Here we have to find the equilibrium constant of the concentration of the chemical reaction. So, the equilibrium constant of concentration for the chemical reaction which is denoted by ${{K}_{c}}$ at equilibrium
Is defined as the ratio of the concentration of the product to the concentration of reactant , each of them raised to their respective stoichiometry.
So, the expression for the equilibrium constant of the reaction given in the question will be:
\[XY(g)\rightleftharpoons X(g)+Y(g)\]
\[{{K}_{c}}=\dfrac{[X][Y]}{[XY]}\]………… (1)
Now, we have to find the concentration of X, Y and XY. You should know that equilibrium constant is measured in moles per litre. So, in the question the initial concentration of XY is given as 1 moles in 1 L and the initial concentration of Y is given as 0.2 in 1 L and for final concentration at equilibrium the moles for Y is given as 0.6 in 1 L.
So,
  \[\begin{align}
  & \underset{\text{at initial concentration}}{\mathop{{}}}\,\underset{\text{0}\text{.1}}{\mathop{\text{XY}}}\,\text{(g)}\rightleftharpoons \underset{\text{0}}{\mathop{\text{X}}}\,\text{(g)+}\underset{\text{0}\text{.2}}{\mathop{\text{Y}}}\,\text{(g)} \\
 & \underset{\text{at eqilibrium}}{\mathop{{}}}\,\text{ }\underset{\text{(0}\text{.1-x)}}{\mathop{\text{ XY}}}\,\text{(g)}\rightleftharpoons \underset{\text{x}}{\mathop{\text{X}}}\,\text{(g)+}\underset{\text{0}\text{.2+x}}{\mathop{\text{Y}}}\,\text{(g)} \\
\end{align}\]
(where x is the dissociation constant)

Now, in the question it is given that at equilibrium the concentration of Y is given as 0.6 mol per liter.
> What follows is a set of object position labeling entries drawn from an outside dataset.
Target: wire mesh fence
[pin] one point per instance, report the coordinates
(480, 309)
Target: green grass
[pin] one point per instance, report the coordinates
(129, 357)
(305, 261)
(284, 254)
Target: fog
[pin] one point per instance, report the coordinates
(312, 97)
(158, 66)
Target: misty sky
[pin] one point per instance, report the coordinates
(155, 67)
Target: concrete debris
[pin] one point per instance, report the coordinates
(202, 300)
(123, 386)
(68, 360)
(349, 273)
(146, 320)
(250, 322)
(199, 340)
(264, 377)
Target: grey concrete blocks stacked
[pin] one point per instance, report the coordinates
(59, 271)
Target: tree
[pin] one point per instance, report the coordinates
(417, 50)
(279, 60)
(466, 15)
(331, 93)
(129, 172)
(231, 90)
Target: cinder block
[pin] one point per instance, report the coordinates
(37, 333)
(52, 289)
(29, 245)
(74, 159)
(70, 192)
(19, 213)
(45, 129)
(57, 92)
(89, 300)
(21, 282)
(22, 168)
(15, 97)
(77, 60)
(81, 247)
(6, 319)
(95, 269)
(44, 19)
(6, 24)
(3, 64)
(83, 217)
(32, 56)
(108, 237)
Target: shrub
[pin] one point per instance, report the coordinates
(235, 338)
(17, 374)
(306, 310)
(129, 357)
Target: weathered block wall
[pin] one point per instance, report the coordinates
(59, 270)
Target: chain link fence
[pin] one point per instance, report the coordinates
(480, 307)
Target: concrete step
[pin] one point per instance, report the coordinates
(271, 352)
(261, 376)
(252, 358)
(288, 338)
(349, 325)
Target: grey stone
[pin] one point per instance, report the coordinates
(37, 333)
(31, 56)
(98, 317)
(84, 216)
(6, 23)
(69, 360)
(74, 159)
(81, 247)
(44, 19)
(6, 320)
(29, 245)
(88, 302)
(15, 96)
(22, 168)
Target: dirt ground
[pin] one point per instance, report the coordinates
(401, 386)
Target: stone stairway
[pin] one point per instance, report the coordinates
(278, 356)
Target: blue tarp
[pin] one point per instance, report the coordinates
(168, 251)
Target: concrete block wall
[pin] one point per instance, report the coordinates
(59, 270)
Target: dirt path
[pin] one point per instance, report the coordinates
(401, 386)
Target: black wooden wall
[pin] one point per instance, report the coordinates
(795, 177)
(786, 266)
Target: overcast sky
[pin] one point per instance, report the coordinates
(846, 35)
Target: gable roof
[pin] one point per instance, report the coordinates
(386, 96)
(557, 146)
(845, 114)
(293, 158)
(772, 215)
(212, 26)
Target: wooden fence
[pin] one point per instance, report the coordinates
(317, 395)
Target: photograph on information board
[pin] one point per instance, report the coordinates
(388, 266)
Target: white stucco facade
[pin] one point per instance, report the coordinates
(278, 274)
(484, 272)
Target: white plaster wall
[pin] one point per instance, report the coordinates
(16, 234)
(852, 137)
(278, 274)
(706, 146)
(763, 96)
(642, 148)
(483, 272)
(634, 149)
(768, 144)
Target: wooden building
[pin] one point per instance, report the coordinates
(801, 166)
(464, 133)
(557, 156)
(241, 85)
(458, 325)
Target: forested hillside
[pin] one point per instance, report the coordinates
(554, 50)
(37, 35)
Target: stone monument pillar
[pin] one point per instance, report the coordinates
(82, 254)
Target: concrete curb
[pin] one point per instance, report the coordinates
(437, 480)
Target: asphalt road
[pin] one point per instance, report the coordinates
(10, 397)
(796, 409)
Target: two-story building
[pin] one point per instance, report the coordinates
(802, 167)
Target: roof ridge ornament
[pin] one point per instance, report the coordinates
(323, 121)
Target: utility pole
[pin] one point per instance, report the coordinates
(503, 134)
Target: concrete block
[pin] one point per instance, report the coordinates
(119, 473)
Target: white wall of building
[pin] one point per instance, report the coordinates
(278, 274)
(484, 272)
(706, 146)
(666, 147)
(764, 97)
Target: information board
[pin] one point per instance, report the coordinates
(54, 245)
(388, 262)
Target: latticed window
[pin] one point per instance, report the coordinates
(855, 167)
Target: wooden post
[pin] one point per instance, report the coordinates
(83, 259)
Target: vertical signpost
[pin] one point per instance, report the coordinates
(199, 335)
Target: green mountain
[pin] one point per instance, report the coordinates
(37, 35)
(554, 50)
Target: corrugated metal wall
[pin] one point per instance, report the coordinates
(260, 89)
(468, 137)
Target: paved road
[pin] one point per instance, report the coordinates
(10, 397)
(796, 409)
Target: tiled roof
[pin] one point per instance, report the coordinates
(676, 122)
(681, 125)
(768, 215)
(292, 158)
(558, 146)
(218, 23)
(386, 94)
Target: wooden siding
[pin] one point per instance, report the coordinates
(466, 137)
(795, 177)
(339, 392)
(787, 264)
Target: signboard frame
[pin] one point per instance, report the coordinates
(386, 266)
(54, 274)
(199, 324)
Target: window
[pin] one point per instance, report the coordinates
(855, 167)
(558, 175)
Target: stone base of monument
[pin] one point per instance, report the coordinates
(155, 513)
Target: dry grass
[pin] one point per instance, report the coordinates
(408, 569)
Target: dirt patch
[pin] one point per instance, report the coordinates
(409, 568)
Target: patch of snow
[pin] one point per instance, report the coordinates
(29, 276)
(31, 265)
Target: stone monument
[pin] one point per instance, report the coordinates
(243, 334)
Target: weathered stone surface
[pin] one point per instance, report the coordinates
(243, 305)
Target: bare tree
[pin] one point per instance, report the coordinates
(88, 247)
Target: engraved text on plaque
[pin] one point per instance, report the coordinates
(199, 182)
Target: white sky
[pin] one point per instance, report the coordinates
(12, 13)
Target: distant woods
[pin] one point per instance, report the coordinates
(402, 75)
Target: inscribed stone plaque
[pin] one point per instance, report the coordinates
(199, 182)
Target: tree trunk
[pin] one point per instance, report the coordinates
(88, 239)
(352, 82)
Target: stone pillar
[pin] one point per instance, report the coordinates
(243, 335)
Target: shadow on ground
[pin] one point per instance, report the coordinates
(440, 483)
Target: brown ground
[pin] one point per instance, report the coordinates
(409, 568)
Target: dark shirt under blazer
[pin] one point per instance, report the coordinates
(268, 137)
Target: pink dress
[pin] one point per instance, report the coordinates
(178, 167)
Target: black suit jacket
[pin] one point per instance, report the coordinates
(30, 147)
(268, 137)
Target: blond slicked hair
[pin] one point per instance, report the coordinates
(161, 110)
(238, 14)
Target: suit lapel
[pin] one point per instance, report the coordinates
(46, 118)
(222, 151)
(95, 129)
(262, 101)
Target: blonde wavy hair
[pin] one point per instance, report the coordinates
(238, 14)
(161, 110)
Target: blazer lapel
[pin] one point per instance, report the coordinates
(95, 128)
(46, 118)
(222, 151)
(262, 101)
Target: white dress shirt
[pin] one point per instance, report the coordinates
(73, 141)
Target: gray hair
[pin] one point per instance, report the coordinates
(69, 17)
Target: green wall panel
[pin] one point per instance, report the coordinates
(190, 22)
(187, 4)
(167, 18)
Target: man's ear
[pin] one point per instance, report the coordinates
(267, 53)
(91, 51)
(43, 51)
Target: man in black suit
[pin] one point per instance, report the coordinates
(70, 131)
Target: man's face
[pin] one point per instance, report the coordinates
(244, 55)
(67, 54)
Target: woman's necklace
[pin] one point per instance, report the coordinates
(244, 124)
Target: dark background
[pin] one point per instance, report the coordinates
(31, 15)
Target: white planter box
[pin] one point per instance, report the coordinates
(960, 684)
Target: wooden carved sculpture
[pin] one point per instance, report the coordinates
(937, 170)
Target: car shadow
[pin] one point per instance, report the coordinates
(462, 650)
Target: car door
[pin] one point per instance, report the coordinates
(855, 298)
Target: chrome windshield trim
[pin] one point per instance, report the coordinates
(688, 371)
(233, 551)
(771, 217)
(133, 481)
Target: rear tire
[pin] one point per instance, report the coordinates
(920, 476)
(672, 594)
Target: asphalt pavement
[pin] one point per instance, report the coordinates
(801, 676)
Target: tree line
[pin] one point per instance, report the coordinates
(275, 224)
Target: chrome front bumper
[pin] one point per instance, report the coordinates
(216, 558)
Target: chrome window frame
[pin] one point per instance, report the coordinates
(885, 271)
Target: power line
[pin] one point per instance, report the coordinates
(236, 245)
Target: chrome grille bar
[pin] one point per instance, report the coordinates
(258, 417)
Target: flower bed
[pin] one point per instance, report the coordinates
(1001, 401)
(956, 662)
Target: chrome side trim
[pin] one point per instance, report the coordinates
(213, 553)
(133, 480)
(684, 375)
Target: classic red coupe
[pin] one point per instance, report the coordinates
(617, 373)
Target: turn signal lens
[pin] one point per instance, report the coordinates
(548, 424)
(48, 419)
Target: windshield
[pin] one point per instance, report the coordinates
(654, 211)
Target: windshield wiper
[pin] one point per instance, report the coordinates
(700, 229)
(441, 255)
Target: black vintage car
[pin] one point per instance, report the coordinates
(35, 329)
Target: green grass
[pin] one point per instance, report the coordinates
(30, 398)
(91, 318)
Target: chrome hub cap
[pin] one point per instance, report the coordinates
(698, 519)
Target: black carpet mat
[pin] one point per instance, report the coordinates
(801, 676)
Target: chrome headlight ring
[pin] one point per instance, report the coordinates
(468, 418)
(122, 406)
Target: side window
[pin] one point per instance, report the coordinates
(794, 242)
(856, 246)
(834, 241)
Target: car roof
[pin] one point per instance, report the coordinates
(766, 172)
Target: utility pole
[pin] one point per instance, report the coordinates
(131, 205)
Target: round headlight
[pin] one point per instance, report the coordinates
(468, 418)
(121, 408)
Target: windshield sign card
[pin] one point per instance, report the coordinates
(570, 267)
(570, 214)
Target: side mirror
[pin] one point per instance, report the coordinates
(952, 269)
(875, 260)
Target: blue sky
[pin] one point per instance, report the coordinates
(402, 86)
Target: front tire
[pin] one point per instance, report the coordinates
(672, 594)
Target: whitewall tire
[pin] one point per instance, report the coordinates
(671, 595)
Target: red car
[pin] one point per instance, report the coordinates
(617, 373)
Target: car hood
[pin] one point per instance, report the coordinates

Therefore the concentration of Y will be given as:
\[0.2+x=0.6\]
\[\therefore x=0.4\]
So, by knowing the value of x we can also find the concentration of X and XY at equilibrium and it will be given as:
\[[XY]=(1-0.4)=0.6=\dfrac{0.6}{1}=0.6mol{{L}^{-1}}\]
\[[X]=0.4=\dfrac{0.4}{1}=0.4mol{{L}^{-1}}\]
\[[Y]=0.6=\dfrac{0.6}{1}=0.6mol{{L}^{-1}}\]
By putting all the values in equation (1) we will get:
\[{{K}_{c}}=\dfrac{[0.4][0.6]}{[0.6]}=0.4mol{{L}^{-1}}\]
Therefore the value of K will be $0.40mol{{L}^{-1}}$

Thus the correct option will be (D).

Note:
As we know that the expression for concentration is given as $Concentration=\dfrac{moles}{Volume(L)}$. Therefore we have divided the moles of X, Y and XY with 1 L to find the concentration of each of them. Equilibrium constant can also be written in terms of partial pressure if the reaction involves gases.